I spend a lot of time each day with Twitter, both as a user and as a trainer of the tool to others. What’s amazing is that it’s a tool that’s not easy to explain, and yet when people get it, they GET it.
Before we move forward, take a look at some of my posts (@jdcoffman) and let me know what you notice first.
- Is it how many followers I have?
- Is it how many people I follow?
- Is it my profile information?
- Is it the messages that I post?
My guess is that you noticed the timeline first, but did you notice any trends?
- How often do I tweet? (a tweet is a Twitter message)
- What do I tweet?
- Do I mostly write original content?
- Or do I mostly reply to other people’s posts?
Now those are mostly rhetorical questions, but I think they’re important. It gives you a better idea of how you can use the tool as well. Don’t get me wrong, I don’t follow all of my own best practices that I teach although I should.

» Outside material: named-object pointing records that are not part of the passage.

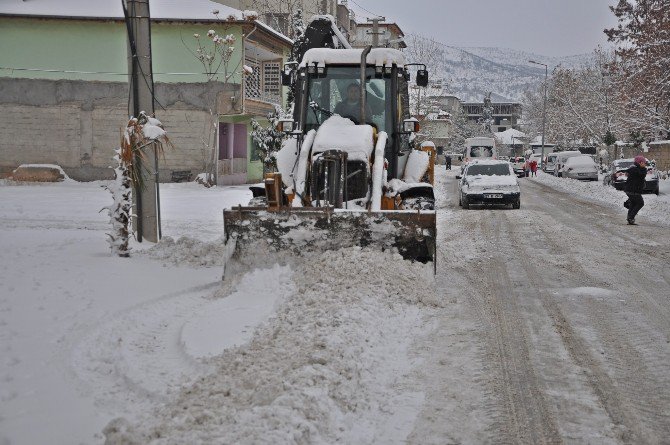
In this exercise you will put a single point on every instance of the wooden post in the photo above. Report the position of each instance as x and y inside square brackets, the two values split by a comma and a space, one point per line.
[145, 201]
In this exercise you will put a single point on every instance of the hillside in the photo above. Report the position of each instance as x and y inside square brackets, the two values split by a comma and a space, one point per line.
[470, 72]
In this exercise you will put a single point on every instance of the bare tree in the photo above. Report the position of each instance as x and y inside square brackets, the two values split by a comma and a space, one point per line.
[584, 105]
[429, 52]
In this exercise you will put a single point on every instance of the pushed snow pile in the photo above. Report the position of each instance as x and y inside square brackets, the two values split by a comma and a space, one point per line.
[377, 57]
[339, 133]
[189, 251]
[328, 367]
[286, 160]
[417, 164]
[396, 186]
[492, 180]
[39, 173]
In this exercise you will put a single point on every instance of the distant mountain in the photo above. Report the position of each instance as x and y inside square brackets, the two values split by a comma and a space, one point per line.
[469, 73]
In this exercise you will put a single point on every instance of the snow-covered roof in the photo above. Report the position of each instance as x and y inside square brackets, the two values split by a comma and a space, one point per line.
[505, 137]
[377, 57]
[538, 141]
[342, 41]
[200, 10]
[160, 9]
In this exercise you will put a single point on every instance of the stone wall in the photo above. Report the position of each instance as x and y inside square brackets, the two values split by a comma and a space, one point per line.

Twitter for me is a very personal experience – despite these personal thoughts being blasted to over a thousand people instantly.
When I first started Twittering there weren’t many rules and commons behaviors yet, we were all trying to figure this newfangled thing out (this was between 1 and 2 years ago)
Since you now have some backstory, let me now tell you tactically how I tweet and how I process the things other people tweet.
- Since Twitter for me is a personal tool mixed with my professional messages I primarily Twitter during the day about things that relate to what I’m working on or thinking about.
- Twhirl is open nearly all day on my work PC, individual messages don’t appear but it does pop up with a notice of how many messages have been loaded.
- Periodically (in between tasks) I read through between 25-50 tweets from the people I follow, picking up on the highlights and responding when I have something to contribute to the conversation.
- On the bus on the ride into work, and on the way home I fire up Twitterfon on my iPhone and read through the big list it downloads (often 500 or more tweets in about 15 minutes).
- When replies to my Tweets come through, I’m typically able to respond within an hour or two unless its the middle of the night.
What’s your workflow for dealing wih the constant stream of Tweets?